Today signals an end to us accumulating silly stories about Adam West interactions and near-misses, so I headed up to Bronson Caves because today was not just as good a day as any, but a better day than most.

I caught the #222 bus over the hill to Hollywood, disembarking at Yucca and Vine. I walked up to Argyle and Franklin, where the DASH Hollywood was driving by, so I jumped on that to Franklin and Bronson, where I stopped by the Oaks for a quick lunch. I tried getting a Lyft up to the trailhead, but my phone reported a five-minute wait, so I just walked the 1.4 miles to the fire road to Bronson Caves.

Once you get to the trailhead, it's pretty much the world's easiest hike up to the caves. I could've done without walking back to Franklin, but I couldn't get a signal in Griffith Park. Oh well, walking is good for me, plus there's a decent Gelson's at Franklin and Bronson, so I picked up a few things on my way back to the #222 stop to go back over the hill to Burbank.

Look at this list of productions shot at the Batcave. It's tremendous, including even on of my favorite films, The Searchers. Even Little House on the Prairie ended up here.

Sunday, June 04, 2017

Time Travel

The Other Marie was in town last week--I was back East for most of it (at BookExpo, formerly BEA), but I returned to spend some time with her before she flew home.

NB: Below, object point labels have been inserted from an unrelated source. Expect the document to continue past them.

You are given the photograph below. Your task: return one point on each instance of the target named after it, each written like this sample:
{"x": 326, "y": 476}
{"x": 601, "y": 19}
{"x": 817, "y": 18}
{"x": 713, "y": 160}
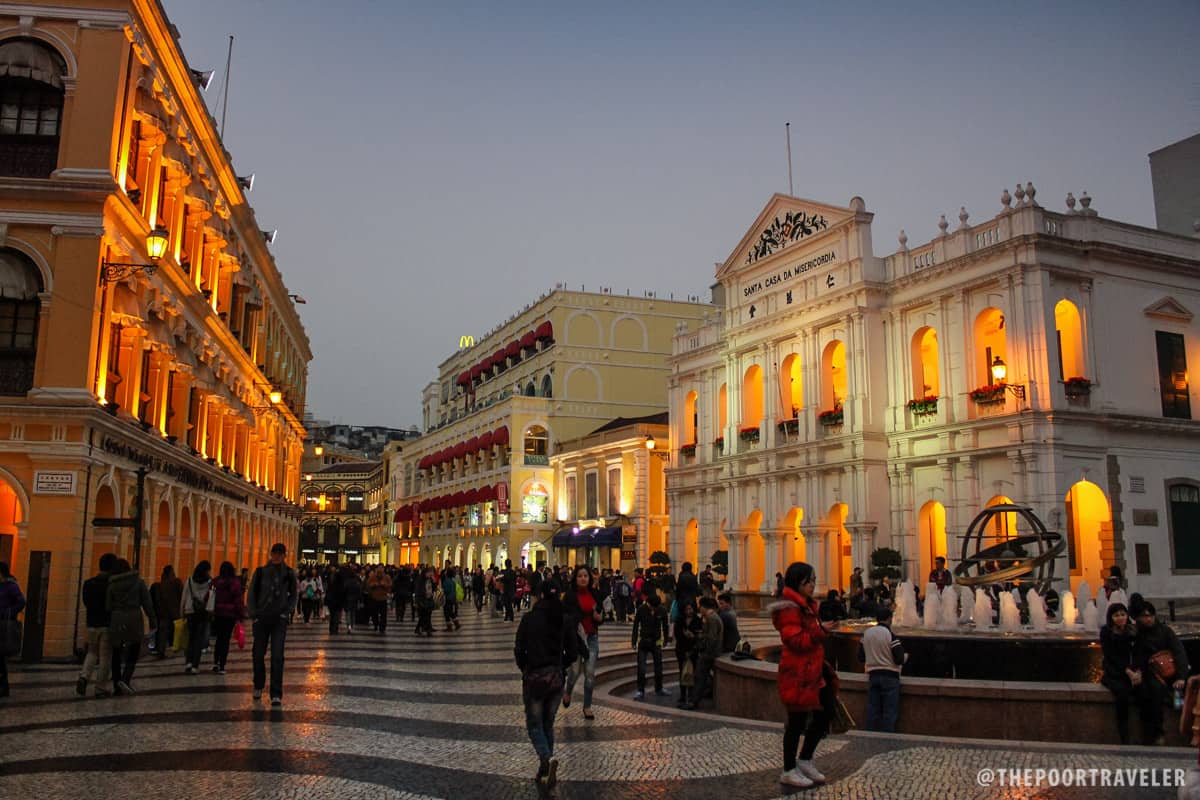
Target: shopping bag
{"x": 180, "y": 642}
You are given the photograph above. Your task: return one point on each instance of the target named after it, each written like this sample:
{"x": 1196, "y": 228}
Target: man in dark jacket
{"x": 544, "y": 648}
{"x": 687, "y": 587}
{"x": 271, "y": 597}
{"x": 100, "y": 651}
{"x": 167, "y": 595}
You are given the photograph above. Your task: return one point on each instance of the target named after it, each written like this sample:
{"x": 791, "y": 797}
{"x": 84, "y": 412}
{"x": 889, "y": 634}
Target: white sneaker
{"x": 809, "y": 771}
{"x": 795, "y": 777}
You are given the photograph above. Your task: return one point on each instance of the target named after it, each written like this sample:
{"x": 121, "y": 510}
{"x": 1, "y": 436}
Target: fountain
{"x": 1037, "y": 606}
{"x": 1009, "y": 614}
{"x": 983, "y": 609}
{"x": 1069, "y": 612}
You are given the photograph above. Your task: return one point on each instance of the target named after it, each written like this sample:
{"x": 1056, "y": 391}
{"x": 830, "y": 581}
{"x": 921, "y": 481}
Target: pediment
{"x": 1169, "y": 308}
{"x": 784, "y": 223}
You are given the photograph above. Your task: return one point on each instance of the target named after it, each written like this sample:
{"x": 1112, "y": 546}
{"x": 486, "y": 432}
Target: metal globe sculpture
{"x": 1026, "y": 560}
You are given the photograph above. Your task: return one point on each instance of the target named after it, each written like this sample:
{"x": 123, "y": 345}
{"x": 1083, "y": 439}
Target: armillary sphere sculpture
{"x": 1035, "y": 570}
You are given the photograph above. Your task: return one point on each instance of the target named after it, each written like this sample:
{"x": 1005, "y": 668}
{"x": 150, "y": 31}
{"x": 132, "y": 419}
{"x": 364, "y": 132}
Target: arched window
{"x": 537, "y": 441}
{"x": 30, "y": 108}
{"x": 1069, "y": 332}
{"x": 924, "y": 364}
{"x": 791, "y": 388}
{"x": 751, "y": 397}
{"x": 690, "y": 419}
{"x": 833, "y": 376}
{"x": 19, "y": 286}
{"x": 990, "y": 343}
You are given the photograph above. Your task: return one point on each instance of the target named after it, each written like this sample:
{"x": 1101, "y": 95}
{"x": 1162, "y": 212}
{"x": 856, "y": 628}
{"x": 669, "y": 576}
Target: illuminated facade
{"x": 479, "y": 486}
{"x": 845, "y": 402}
{"x": 193, "y": 372}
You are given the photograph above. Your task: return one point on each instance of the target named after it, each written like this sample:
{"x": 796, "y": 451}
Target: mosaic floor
{"x": 400, "y": 717}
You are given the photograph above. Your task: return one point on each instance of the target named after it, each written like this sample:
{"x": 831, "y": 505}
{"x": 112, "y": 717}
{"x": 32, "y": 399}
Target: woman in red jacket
{"x": 802, "y": 687}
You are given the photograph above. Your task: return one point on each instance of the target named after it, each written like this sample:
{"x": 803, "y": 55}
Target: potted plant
{"x": 923, "y": 405}
{"x": 833, "y": 416}
{"x": 988, "y": 395}
{"x": 1078, "y": 386}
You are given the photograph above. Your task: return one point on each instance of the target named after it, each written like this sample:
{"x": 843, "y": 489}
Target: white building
{"x": 844, "y": 402}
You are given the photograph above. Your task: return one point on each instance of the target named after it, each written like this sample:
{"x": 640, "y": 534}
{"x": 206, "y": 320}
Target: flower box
{"x": 1078, "y": 386}
{"x": 989, "y": 395}
{"x": 832, "y": 417}
{"x": 924, "y": 405}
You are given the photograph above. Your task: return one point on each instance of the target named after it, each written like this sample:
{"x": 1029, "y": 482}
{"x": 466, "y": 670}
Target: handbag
{"x": 1162, "y": 663}
{"x": 543, "y": 681}
{"x": 10, "y": 637}
{"x": 179, "y": 643}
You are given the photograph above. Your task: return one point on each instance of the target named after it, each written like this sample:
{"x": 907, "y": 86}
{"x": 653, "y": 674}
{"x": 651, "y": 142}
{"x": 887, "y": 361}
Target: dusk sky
{"x": 432, "y": 168}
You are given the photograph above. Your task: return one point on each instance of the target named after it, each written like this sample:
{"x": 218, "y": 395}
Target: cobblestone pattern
{"x": 403, "y": 719}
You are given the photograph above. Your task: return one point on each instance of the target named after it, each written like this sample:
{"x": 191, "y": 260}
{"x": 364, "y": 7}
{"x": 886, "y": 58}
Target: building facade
{"x": 154, "y": 413}
{"x": 479, "y": 486}
{"x": 610, "y": 494}
{"x": 845, "y": 402}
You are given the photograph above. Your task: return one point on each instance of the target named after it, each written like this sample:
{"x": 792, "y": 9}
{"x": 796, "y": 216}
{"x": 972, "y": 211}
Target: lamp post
{"x": 156, "y": 247}
{"x": 999, "y": 372}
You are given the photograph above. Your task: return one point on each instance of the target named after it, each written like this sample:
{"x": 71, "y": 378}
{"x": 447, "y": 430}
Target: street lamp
{"x": 999, "y": 372}
{"x": 156, "y": 247}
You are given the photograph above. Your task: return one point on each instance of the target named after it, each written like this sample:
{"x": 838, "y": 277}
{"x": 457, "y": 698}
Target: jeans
{"x": 588, "y": 667}
{"x": 540, "y": 721}
{"x": 645, "y": 650}
{"x": 814, "y": 725}
{"x": 223, "y": 629}
{"x": 197, "y": 638}
{"x": 883, "y": 701}
{"x": 99, "y": 659}
{"x": 274, "y": 631}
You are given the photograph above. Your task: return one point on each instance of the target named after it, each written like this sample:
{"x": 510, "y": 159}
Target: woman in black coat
{"x": 1117, "y": 639}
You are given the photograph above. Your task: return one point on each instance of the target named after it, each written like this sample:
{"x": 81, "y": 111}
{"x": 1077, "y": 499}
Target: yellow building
{"x": 153, "y": 367}
{"x": 478, "y": 487}
{"x": 611, "y": 494}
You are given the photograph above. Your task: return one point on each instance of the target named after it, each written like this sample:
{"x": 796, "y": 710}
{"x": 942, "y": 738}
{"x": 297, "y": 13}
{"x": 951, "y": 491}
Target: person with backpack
{"x": 271, "y": 597}
{"x": 228, "y": 609}
{"x": 545, "y": 645}
{"x": 196, "y": 607}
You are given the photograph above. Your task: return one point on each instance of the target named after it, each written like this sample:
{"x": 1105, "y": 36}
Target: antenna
{"x": 787, "y": 128}
{"x": 225, "y": 91}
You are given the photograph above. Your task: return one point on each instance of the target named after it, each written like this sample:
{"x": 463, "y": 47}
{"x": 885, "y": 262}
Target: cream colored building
{"x": 845, "y": 401}
{"x": 479, "y": 486}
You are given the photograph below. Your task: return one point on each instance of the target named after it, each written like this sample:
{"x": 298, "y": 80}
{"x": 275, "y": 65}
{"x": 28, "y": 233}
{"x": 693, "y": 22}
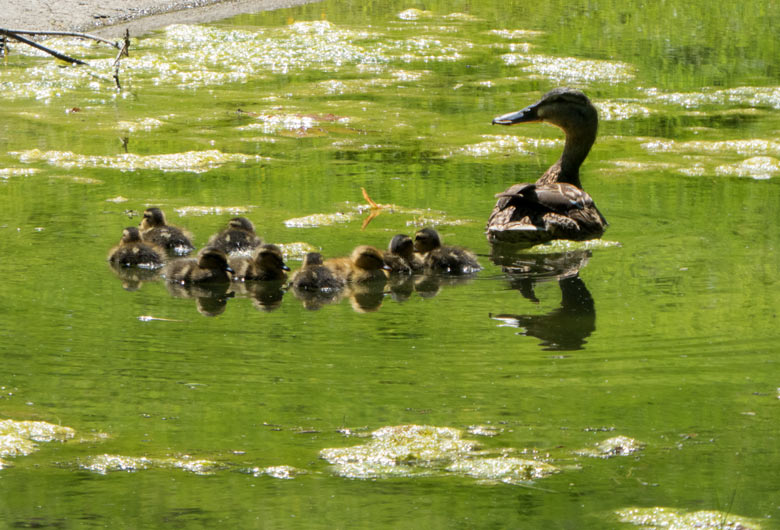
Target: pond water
{"x": 631, "y": 381}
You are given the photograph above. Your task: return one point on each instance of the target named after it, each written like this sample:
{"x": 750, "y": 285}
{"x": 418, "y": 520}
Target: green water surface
{"x": 261, "y": 416}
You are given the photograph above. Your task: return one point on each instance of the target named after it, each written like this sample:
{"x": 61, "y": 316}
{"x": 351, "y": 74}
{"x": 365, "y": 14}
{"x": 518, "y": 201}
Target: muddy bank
{"x": 110, "y": 18}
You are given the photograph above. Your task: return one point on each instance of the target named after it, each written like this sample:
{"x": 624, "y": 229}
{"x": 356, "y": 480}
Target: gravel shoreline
{"x": 110, "y": 18}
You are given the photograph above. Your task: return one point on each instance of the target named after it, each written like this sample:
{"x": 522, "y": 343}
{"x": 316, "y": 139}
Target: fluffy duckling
{"x": 211, "y": 266}
{"x": 155, "y": 230}
{"x": 267, "y": 264}
{"x": 132, "y": 252}
{"x": 365, "y": 264}
{"x": 238, "y": 238}
{"x": 443, "y": 258}
{"x": 314, "y": 276}
{"x": 400, "y": 256}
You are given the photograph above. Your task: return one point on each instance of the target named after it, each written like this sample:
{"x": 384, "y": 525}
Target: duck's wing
{"x": 534, "y": 213}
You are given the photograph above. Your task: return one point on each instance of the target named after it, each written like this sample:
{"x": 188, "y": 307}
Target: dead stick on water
{"x": 55, "y": 53}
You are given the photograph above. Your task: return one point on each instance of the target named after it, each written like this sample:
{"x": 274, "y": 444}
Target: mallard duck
{"x": 266, "y": 264}
{"x": 155, "y": 230}
{"x": 400, "y": 256}
{"x": 365, "y": 264}
{"x": 443, "y": 258}
{"x": 211, "y": 266}
{"x": 314, "y": 276}
{"x": 132, "y": 252}
{"x": 555, "y": 206}
{"x": 238, "y": 238}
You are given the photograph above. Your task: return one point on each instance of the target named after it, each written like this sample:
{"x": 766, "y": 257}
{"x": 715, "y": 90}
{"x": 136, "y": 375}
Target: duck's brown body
{"x": 555, "y": 206}
{"x": 238, "y": 238}
{"x": 210, "y": 267}
{"x": 155, "y": 230}
{"x": 444, "y": 259}
{"x": 266, "y": 264}
{"x": 365, "y": 264}
{"x": 400, "y": 256}
{"x": 133, "y": 252}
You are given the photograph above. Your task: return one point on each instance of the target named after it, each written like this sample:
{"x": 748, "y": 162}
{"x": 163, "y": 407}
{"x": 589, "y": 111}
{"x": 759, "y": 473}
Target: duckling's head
{"x": 426, "y": 240}
{"x": 152, "y": 217}
{"x": 567, "y": 108}
{"x": 241, "y": 223}
{"x": 213, "y": 259}
{"x": 368, "y": 258}
{"x": 402, "y": 245}
{"x": 270, "y": 257}
{"x": 311, "y": 259}
{"x": 131, "y": 234}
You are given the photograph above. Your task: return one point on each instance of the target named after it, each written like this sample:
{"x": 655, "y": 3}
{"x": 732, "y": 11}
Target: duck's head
{"x": 567, "y": 108}
{"x": 152, "y": 217}
{"x": 131, "y": 234}
{"x": 241, "y": 223}
{"x": 270, "y": 257}
{"x": 213, "y": 259}
{"x": 312, "y": 259}
{"x": 368, "y": 258}
{"x": 402, "y": 245}
{"x": 426, "y": 240}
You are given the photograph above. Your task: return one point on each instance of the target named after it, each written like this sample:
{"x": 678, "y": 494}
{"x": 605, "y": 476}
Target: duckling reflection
{"x": 443, "y": 259}
{"x": 211, "y": 266}
{"x": 568, "y": 326}
{"x": 132, "y": 252}
{"x": 155, "y": 230}
{"x": 211, "y": 298}
{"x": 266, "y": 264}
{"x": 238, "y": 238}
{"x": 314, "y": 284}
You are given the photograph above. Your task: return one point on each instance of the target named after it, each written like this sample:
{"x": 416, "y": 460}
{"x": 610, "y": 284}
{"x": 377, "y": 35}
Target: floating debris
{"x": 757, "y": 167}
{"x": 190, "y": 161}
{"x": 617, "y": 446}
{"x": 675, "y": 519}
{"x": 17, "y": 438}
{"x": 571, "y": 70}
{"x": 280, "y": 472}
{"x": 106, "y": 463}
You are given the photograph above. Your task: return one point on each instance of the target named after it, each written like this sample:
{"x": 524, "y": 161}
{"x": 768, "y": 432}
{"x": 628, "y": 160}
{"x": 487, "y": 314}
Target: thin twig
{"x": 63, "y": 34}
{"x": 55, "y": 53}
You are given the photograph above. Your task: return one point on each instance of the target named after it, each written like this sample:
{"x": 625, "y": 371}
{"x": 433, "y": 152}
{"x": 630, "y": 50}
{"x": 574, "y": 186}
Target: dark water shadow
{"x": 211, "y": 300}
{"x": 565, "y": 328}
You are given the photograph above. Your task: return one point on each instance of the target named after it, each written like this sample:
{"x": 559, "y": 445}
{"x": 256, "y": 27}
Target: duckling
{"x": 155, "y": 230}
{"x": 238, "y": 238}
{"x": 314, "y": 276}
{"x": 555, "y": 206}
{"x": 211, "y": 266}
{"x": 132, "y": 252}
{"x": 365, "y": 264}
{"x": 400, "y": 256}
{"x": 443, "y": 259}
{"x": 267, "y": 264}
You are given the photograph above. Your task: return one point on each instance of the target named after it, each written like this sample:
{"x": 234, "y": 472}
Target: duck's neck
{"x": 575, "y": 149}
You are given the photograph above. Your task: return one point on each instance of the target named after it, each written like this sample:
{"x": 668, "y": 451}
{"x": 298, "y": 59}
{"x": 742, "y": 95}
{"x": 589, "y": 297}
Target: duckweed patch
{"x": 675, "y": 519}
{"x": 424, "y": 450}
{"x": 617, "y": 446}
{"x": 189, "y": 162}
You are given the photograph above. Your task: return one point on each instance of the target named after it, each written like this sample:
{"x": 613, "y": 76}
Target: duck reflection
{"x": 211, "y": 299}
{"x": 566, "y": 327}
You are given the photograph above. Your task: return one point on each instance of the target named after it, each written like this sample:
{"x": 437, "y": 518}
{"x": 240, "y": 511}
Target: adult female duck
{"x": 555, "y": 206}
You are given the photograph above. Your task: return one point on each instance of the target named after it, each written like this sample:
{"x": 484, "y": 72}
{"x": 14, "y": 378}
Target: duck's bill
{"x": 527, "y": 115}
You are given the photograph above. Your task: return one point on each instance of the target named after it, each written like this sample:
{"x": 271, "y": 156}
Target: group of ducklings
{"x": 237, "y": 253}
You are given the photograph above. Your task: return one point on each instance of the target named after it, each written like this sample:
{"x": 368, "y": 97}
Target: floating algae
{"x": 673, "y": 519}
{"x": 424, "y": 450}
{"x": 107, "y": 463}
{"x": 617, "y": 446}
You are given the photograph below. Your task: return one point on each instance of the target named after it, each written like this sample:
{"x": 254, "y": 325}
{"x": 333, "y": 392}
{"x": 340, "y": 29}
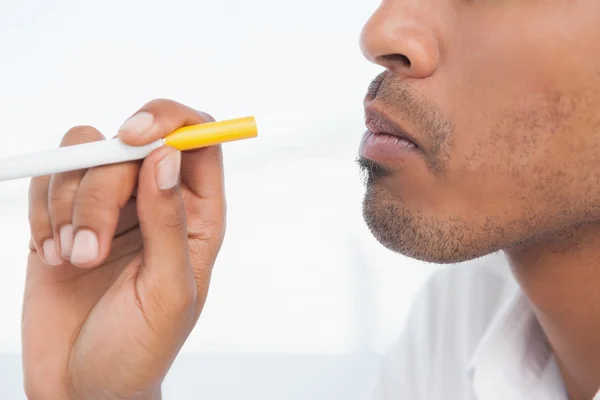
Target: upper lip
{"x": 377, "y": 122}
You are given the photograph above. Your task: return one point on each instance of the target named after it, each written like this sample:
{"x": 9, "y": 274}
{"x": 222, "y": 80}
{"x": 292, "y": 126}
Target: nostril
{"x": 397, "y": 59}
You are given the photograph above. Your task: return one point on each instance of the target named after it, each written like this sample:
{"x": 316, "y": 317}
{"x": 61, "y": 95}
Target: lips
{"x": 379, "y": 124}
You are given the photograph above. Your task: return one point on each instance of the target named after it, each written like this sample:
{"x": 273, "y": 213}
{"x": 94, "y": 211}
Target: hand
{"x": 120, "y": 263}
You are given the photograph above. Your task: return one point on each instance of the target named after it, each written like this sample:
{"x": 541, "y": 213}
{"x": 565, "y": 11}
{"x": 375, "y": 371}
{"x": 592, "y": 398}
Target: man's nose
{"x": 401, "y": 36}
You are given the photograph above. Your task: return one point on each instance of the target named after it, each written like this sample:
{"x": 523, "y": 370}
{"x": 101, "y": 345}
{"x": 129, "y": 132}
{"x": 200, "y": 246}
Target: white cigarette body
{"x": 75, "y": 157}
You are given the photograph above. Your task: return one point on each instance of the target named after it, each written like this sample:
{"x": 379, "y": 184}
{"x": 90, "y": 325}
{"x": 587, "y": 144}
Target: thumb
{"x": 162, "y": 220}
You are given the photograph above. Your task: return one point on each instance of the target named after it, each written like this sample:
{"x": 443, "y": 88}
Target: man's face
{"x": 502, "y": 98}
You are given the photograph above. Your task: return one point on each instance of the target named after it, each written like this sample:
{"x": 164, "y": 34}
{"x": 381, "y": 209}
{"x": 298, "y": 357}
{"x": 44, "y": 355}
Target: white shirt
{"x": 472, "y": 336}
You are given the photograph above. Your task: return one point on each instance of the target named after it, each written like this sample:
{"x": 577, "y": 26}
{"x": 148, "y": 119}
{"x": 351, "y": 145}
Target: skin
{"x": 503, "y": 99}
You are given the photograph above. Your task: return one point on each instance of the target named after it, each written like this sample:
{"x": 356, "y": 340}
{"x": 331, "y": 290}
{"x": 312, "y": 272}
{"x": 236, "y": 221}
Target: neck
{"x": 561, "y": 277}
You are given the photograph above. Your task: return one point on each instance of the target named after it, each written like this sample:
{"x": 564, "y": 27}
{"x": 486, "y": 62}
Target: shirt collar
{"x": 513, "y": 359}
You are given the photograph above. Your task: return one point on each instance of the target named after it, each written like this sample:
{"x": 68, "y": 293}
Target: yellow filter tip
{"x": 212, "y": 133}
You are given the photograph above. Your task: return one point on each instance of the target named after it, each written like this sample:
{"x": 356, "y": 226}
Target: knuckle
{"x": 39, "y": 224}
{"x": 81, "y": 134}
{"x": 62, "y": 197}
{"x": 174, "y": 219}
{"x": 92, "y": 201}
{"x": 160, "y": 103}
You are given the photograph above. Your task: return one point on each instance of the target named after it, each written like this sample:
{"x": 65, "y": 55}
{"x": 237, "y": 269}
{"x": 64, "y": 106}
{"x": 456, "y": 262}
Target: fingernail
{"x": 139, "y": 124}
{"x": 50, "y": 254}
{"x": 66, "y": 241}
{"x": 167, "y": 171}
{"x": 85, "y": 247}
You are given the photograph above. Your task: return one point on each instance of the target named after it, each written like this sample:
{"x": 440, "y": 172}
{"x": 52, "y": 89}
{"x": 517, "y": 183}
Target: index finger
{"x": 157, "y": 119}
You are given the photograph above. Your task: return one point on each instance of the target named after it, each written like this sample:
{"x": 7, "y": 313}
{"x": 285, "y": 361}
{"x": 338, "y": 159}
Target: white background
{"x": 303, "y": 298}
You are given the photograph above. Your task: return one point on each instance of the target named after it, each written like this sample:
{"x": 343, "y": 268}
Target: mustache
{"x": 400, "y": 97}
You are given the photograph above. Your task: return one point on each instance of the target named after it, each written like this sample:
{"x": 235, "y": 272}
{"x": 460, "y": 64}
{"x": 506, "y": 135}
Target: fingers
{"x": 39, "y": 221}
{"x": 157, "y": 119}
{"x": 74, "y": 215}
{"x": 163, "y": 222}
{"x": 201, "y": 177}
{"x": 101, "y": 195}
{"x": 62, "y": 191}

She'd rented an apartment in DTLA. It had two beds, so I stayed with her instead of dragging her back and forth to Burbank.

We went to LA Confidential at the Orpheum, wandered the streets where I had sublet when I first arrived in Los Angeles, ate at the Nickel Diner, and enjoyed briefly feeling like we had other lives.

"Downtown is so much like our old neighborhood," Marie marveled, referring to our Avenue B places back in the nineties. (There's even a Two Boots, which was a thing before it was a thing.)

On Sunday morning, we walked to the metro. We were heading to Culver City to meet our friend Steve—formerly of East 10th Street in Manhattan, among other places.

Two men approached us, walking the other way.

They glanced over.

"The ladies of 7th Street are pretty," said one.

The comment hung in the air, as we thought about the old days in the East Village, when men said strange things and young women (which we were then) smiled nervously or looked the other way.

"Yeah, but a lot of them are hookers," said the other, as he looked us up and down.